The standoff between President Cyril Ramaphosa and suspended Public Protector Advocate Busisiwe Mkhwebane seems far from over.
On Monday, the president received a letter demanding that he reverse Mkhwebane’s suspension by the close of business on Tuesday or face further court action.
he sent a personally signed letter to Ramaphosa, in which she attacked the merits of his decision to place her on leave, saying his actions were in retaliation to the questions she had posed to him about the alleged robbery at his Phala Phala game farm.
Mkhwebane wrote:
City Press reported over the weekend that last Wednesday, Mkhwebane gave Ramaphosa 14 working days, ending June 24, to provide detailed responses and records related to the alleged robbery on February 9 2020 of an estimated $4 million (R60 million) said to have been concealed in couches at his game farm in Waterberg, Limpopo, to the Public Protector’s investigating team that is conducting a preliminary inquiry into the allegations.
READ: The 31 questions Mkhwebane sent to Ramaphosa
Ramaphosa suspended Mkhwebane the following day until the parliamentary inquiry into her fitness to hold office is concluded, dismissing her argument that the parliamentary impeachment committee had not started.
In Mkhwebane’s absence, Ramaphosa said that Deputy Public Protector Advocate Kholeka Gcaleka would perform her suspended senior’s functions and that “the absence of advocate Mkhwebane from the office will therefore not impede the progress of any investigations that are pending or under way”.
READ: President Ramaphosa suspends Public Protector Mkhwebane with immediate effect
The next day, on Friday, the Western Cape High Court issued its reserved judgment on the matter, dismissing Mkhwebane’s application to interdict Ramaphosa from suspending her on the grounds of a conflict of interest.
In the letter on Monday, Mkhwebane said that Ramaphosa was speaking in forked tongues when it came to calls that he should step aside “due to the much more serious allegations of criminal conduct levelled against you [regarding Phala Phala], in respect of which there is seemingly more than prima facie evidence”.
She said that while Ramaphosa had so far refused to step aside, citing that “the availability of persons to whom the work of the office of the president can be delegated is not sufficient reason for suspending a person or forcing them to step aside from their current responsibilities”, he took a different posture when it came to her case.

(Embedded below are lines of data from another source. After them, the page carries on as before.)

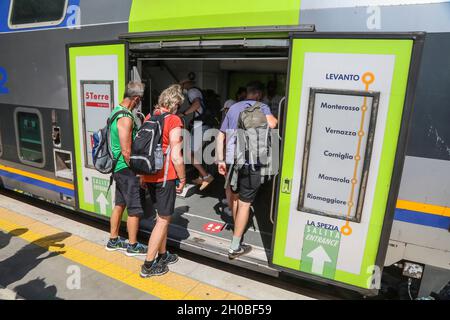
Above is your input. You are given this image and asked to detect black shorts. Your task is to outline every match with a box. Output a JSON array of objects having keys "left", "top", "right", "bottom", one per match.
[
  {"left": 147, "top": 180, "right": 177, "bottom": 217},
  {"left": 114, "top": 168, "right": 144, "bottom": 217},
  {"left": 235, "top": 166, "right": 261, "bottom": 203}
]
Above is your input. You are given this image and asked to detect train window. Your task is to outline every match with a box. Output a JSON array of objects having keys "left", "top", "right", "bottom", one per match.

Further, she wrote, the submission that her deputy could perform her functions was “a clear misreading of the Constitution and numerous relevant decisions of the Constitutional Court”, adding that “on a proper reading thereof, the Public Protector and the duly appointed incumbent are synonymous references to me”.
She said the provision for the deputy to act was applicable only “if my inability to perform my functions is based on a legal or otherwise genuine reason, which is not at present the case”.
“Your suspension letter is also generally premised on the incorrect premise that the Public Protector may somehow be separated from the incumbent, who is duly appointed to that position by the National Assembly.”
Mkhwebane is of the view that the effort to draw an artificial line between the person and “the office” was stillborn.
She said Ramaphosa had also acted in contempt of court by suspending her exactly a day before the court was expected to rule on the matter.
“Your decision to suspend was also illegal in that it was taken in contempt of court and/or in breach of section 165 of the Constitution because, to your knowledge, a decision of the high court on the exact question of your powers and/or right to suspend was imminent and/or due to be delivered on the day following your suspension letter.”
In his letter of suspension, Ramaphosa repeated “exactly the arguments which you advanced in the court papers in the matter in respect of which the reserved judgment, in which those submissions were, to your knowledge, to be imminently and objectively adjudicated by a court of law. In such circumstances, you bore a legal duty to await the judgment of the court”.
Mkhwebane said his conduct was therefore in wilful and anticipatory defiance of the court.
“Such conduct was also done in bad faith, in that the only logical explanation for such otherwise inexplicable behaviour is that it was done in retaliation or as a reprisal for the questions I had just posed to you in the legitimate performance of my duties and as a result of the complaint received in respect of your Phala Phala matter.”
“That explains the undue haste in implementing my suspension. It was to serve a personal purpose and not a constitutional one.”